The largest mass extinction of biota in the Earth's history occurred during the Permian-Triassic transition and included two extinctions, one each at the latest Permian (first phase) and earliest Triassic (second phase). High seawater temperature in the surface water accompanied by euxinic deep-intermediate water, intrusion of the euxinic water to the surface water, a decrease in pH, and hypercapnia have been proposed as direct causes of the marine crisis. For the first-phase extinction, we here add a causal mechanism beginning from massive soil and rock erosion and leading to algal blooms, release of toxic components, asphyxiation, and oxygen-depleted nearshore bottom water that created environmental stress for nearshore marine animals. For the second-phase extinction, we show that a soil and rock erosion/algal bloom event did not occur, but culmination of anoxia-euxinia in intermediate waters did occur, spanning the second-phase extinction. We investigated sedimentary organic molecules, and the results indicated a peak of a massive soil erosion proxy followed by peaks of marine productivity proxy. Anoxic proxies of surface sediments and water occurred in the shallow nearshore sea at the eastern and western margins of the Paleotethys at the first-phase extinction horizon, but not at the second-phase extinction horizon. Our reconstruction of ocean redox structure at low latitudes indicates that a gradual increase in temperature spanning the two extinctions could have induced a gradual change from a well-mixed oxic to a stratified euxinic ocean beginning immediately prior to the first-phase extinction, followed by culmination of anoxia in nearshore surface waters and of anoxia and euxinia in the shallow-intermediate waters at the second-phase extinction over a period of approximately one million years or more. Enhanced global warming, ocean acidification, and hypercapnia could have caused the second-phase extinction approximately 60 kyr after the first-phase extinction. The causes of the first-phase extinction were not only those environmental stresses but also environmental stresses caused by the soil and rock erosion/algal bloom event.
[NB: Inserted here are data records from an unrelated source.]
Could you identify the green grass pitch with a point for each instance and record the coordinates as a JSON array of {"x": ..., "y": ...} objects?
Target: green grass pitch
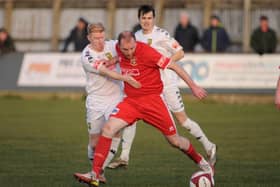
[{"x": 43, "y": 142}]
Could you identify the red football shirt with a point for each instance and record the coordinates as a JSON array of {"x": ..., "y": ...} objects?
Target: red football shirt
[{"x": 144, "y": 67}]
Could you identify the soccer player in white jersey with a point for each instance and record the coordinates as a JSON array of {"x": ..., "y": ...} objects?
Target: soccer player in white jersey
[
  {"x": 104, "y": 92},
  {"x": 160, "y": 39}
]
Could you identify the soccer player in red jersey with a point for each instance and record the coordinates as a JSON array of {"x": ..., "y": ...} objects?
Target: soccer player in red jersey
[{"x": 146, "y": 103}]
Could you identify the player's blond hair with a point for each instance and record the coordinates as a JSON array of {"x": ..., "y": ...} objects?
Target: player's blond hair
[{"x": 95, "y": 28}]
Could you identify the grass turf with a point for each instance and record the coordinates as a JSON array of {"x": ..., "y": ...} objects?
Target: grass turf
[{"x": 43, "y": 142}]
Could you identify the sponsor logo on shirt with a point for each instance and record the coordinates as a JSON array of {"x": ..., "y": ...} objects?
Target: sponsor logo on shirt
[
  {"x": 97, "y": 64},
  {"x": 131, "y": 72},
  {"x": 109, "y": 55},
  {"x": 162, "y": 61},
  {"x": 115, "y": 111},
  {"x": 150, "y": 41},
  {"x": 175, "y": 45},
  {"x": 133, "y": 62}
]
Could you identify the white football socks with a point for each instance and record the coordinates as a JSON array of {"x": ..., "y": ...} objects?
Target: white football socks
[
  {"x": 197, "y": 132},
  {"x": 127, "y": 140},
  {"x": 112, "y": 152}
]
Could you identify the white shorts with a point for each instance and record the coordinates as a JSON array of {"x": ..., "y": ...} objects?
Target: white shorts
[
  {"x": 173, "y": 98},
  {"x": 98, "y": 110}
]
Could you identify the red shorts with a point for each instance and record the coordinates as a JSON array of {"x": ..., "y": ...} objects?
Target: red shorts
[{"x": 150, "y": 108}]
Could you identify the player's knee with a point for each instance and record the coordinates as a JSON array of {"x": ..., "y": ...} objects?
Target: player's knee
[
  {"x": 108, "y": 131},
  {"x": 181, "y": 117},
  {"x": 174, "y": 142}
]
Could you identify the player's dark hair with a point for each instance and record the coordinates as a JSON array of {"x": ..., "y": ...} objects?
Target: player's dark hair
[
  {"x": 126, "y": 35},
  {"x": 144, "y": 9}
]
在地球历史上最大的生物灭绝事件发生在二叠纪-三叠纪过渡期,包括两次灭绝,一次是在最晚的二叠纪(第一阶段),一次是在最早的三叠纪(第二阶段)。海水温度升高,表层水伴有缺氧的中深层水,缺氧水侵入表层水,pH 值下降,以及二氧化碳过饱和被认为是海洋危机的直接原因。对于第一阶段的灭绝,我们在这里添加了一个因果机制,从大规模的土壤和岩石侵蚀开始,导致藻类大量繁殖,释放有毒成分,窒息和缺氧的近岸底层水,为近岸海洋动物创造了环境压力。对于第二阶段的灭绝,我们表明,土壤和岩石侵蚀/藻类大量繁殖事件并未发生,但中间水的缺氧-富营养化确实发生了,贯穿了第二阶段的灭绝。我们研究了沉积有机分子,结果表明大量土壤侵蚀指标达到峰值,随后是海洋生产力指标达到峰值。缺氧指标在浅近海海底的东部和西部边缘的古特提斯洋的第一阶段灭绝层出现,但在第二阶段灭绝层没有出现。我们对低纬度海洋氧化还原结构的重建表明,跨越两次灭绝的温度逐渐升高可能导致从混合良好的含氧海洋逐渐转变为分层的缺氧海洋,这一变化始于第一阶段灭绝之前,随后在第一阶段灭绝之后约一百万年或更长时间内,近岸表层水的缺氧和浅中层水的缺氧和富营养化达到顶峰。增强的全球变暖、海洋酸化和二氧化碳过饱和可能导致第二阶段灭绝大约在第一阶段灭绝后 60 千年前发生。第一阶段灭绝的原因不仅是这些环境压力,还有土壤和岩石侵蚀/藻类大量繁殖事件引起的环境压力。